Delivery Fog

“Cloud” != using hypervisors

I spend a lot of time speaking with customers, vendors, analysts, and “cloud providers” about IT Cloud services. It never ceases to amaze me how many think Cloud is nothing more than a guest Operating System running under a VMWare or Xen hypervisor. This incredibly narrow view entirely misses the point of Cloud and its real potential.

Cloud == On-demand consumable IT service

At its core, “Cloud” is really nothing more than an IT service with one or more published APIs and a known set of capabilities that is consumable on-demand. It can be as simple as an infrastructure service like virtual machine container, storage, or network. It can also be far more complex, such as a CRM, billing, or full-blown set of integrated telecommunications services. Its power is that it is all there immediately, it is delivered within a set of agreed service levels, and consumers do not need to worry about any of the details involved with maintaining the service.

Having a bank of servers hosting guest operating systems running under a hypervisor that you manage is equivalent to buying a single bus and calling yourself a “transportation service”. Sure, what you can provide to passengers is a primitive form of transportation, but the level of flexibility and “on-demand”-ness of it is limited to the number of buses you have and your ability to reach the desired destination in a reasonable amount of time. If the number of passengers is larger than what your bus can carry, passengers want to go to different locations than you or other passengers want to go, or the locations are across oceans, the service is not particularly “on-demand”.

Building a cloud service

In order to build a successful cloud service, you need to consider several things.

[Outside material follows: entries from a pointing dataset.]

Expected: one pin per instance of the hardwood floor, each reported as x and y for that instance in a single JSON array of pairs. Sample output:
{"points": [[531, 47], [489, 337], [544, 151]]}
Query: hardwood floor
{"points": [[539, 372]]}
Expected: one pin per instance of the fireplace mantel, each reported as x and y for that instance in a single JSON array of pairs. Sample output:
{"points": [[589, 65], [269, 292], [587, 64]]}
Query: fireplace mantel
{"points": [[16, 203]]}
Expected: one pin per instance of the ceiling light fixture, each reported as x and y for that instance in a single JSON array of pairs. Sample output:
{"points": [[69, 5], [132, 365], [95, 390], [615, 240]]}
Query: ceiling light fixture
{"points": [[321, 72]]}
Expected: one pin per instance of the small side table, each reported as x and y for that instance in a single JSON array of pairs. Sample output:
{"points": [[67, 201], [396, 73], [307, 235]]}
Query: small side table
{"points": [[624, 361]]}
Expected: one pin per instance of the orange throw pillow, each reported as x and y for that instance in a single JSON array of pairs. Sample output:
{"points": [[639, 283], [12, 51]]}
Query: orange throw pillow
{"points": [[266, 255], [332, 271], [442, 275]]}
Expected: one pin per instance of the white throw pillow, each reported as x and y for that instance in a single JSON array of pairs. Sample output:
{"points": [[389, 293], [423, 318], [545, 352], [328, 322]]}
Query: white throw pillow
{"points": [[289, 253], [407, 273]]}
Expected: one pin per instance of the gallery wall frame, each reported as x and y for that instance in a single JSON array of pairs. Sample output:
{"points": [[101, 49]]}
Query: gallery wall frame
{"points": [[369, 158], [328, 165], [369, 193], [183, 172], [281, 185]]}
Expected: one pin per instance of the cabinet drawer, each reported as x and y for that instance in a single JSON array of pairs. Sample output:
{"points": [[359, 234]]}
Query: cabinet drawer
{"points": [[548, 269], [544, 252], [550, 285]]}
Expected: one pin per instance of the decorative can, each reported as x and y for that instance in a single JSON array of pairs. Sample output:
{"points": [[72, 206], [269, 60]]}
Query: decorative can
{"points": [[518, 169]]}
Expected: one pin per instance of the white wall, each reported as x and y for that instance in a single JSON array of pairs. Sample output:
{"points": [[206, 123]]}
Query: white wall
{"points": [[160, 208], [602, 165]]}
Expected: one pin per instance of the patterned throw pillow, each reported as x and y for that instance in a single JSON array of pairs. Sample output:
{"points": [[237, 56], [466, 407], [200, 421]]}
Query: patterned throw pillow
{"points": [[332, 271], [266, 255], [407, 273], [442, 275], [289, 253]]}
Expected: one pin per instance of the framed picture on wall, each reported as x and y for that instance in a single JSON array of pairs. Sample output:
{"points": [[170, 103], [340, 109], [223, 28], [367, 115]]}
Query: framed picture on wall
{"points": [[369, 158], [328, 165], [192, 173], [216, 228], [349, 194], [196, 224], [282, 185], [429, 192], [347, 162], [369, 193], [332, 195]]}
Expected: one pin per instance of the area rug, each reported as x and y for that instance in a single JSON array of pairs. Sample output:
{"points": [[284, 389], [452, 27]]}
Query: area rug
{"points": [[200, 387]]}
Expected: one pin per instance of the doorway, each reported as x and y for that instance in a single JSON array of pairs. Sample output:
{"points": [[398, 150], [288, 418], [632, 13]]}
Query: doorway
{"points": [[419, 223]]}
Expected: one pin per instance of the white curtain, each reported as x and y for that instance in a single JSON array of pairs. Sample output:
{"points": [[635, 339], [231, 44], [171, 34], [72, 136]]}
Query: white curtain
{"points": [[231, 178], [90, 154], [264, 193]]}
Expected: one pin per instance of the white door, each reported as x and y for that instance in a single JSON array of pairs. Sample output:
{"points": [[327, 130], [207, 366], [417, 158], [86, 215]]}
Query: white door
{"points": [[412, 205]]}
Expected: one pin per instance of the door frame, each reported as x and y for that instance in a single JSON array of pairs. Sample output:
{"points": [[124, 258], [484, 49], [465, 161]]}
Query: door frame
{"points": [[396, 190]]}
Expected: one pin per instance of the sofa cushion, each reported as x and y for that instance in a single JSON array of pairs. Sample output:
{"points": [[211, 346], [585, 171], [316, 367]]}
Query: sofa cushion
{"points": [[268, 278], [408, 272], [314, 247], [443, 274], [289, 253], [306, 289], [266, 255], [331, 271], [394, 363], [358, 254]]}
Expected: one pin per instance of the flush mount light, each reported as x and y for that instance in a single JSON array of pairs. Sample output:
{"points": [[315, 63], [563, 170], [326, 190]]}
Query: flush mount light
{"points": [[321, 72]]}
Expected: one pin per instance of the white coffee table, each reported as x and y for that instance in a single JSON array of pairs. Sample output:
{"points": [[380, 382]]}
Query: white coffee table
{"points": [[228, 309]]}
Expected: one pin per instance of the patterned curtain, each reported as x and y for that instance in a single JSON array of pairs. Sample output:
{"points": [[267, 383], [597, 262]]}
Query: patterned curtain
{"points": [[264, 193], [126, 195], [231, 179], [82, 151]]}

First, you need to be absolutely clear about what capabilities you are going to provide, and at what sort of service level. Doing this in a “cloudy” way means being able to build all aspects of your service ecosystem to a known and entirely reproducible way. Variation creates unpredictability, which makes it difficult to maintain consistently adequate service levels.

You also need to know how your service scales, and how much friction is involved in growing and shrinking all aspects of service capacity. The more friction there is, the less “on-demand” you can be without overbuilding.

Your APIs need to be clear, stable, published, versioned, and (optimally) secure. These are the contract that your users rely upon to contact and consume your services. Any variation can limit your users being able to use your service, which limits its value. Poor security damages trust with your user community, and with it the likelihood they will be willing to rely upon it for anything important.

Finally, you need to instrument your service ecosystem so that you understand its dynamics, and its ability to provide the capabilities that your customers rely upon. Instrumentation acts as both a way to provide evidence to back any assumptions you made when building your service, and provides clues to potentially dangerous capability gaps that may need to be closed.

Consuming a Cloud Service

When consuming a cloud service, it is always a good idea to minimize the number of unknown blind areas that might exist. This might sound antithetical to using a cloud service, but it is important to ensure success.

The way that I do this is by trying to ensure everything about the service that I rely upon clearly fits into one of two categories:

Known Knowns

Known knowns are the details you know and have evidence of their full nature. These are the functional and performance characteristics that you can count on always being true.

When you are running the service ecosystem yourself, the number of known knowns can be quite rich. You know the load levels on the servers, can instrument and run traces to watch all the activity hitting your code and how it behaves, and can test out and see all the various ways that your service can fail and how it will behave.

Of course, you have no such visibility with a cloud service. The best that you can do is instrument to track the observed behavior of the API to ensure that it is meeting your needs within the thresholds you require. In an ideal world, the known knowns will match exactly with the full contract of capabilities and service levels provided by the service.

Known Unknowns

Known unknowns are those details in the ecosystem that you know you do not know that will impact the functioning and performance of any areas that are important to you and what you are trying to accomplish. These include everything from abnormal behavior from the cloud service, malware/bad actor security attacks, traffic spikes, lost packets, excessive latency, etc. You need to make sure that these areas are resilient to any such problems that might come from these known unknowns.

Chaos engineering is an emerging discipline that tries to help developers and organizations alike to think about and design resilience in to defend against known unknowns.

Unknowns

Anything that does not fall into those two categories that is consequential is an unknown. Unknowns are dangerous, as they can cause problems you never knew were possible and have not prepared for. Unfortunately, most in the IT community are exceedingly optimistic about everything to do with delivering a service, from how long it will take to build it to how it will behave once it is deployed. As cloud services grow in popularity, this over optimism has both increased the likelihood of encountering an unknown along with the potential severity of the damage it might wreak.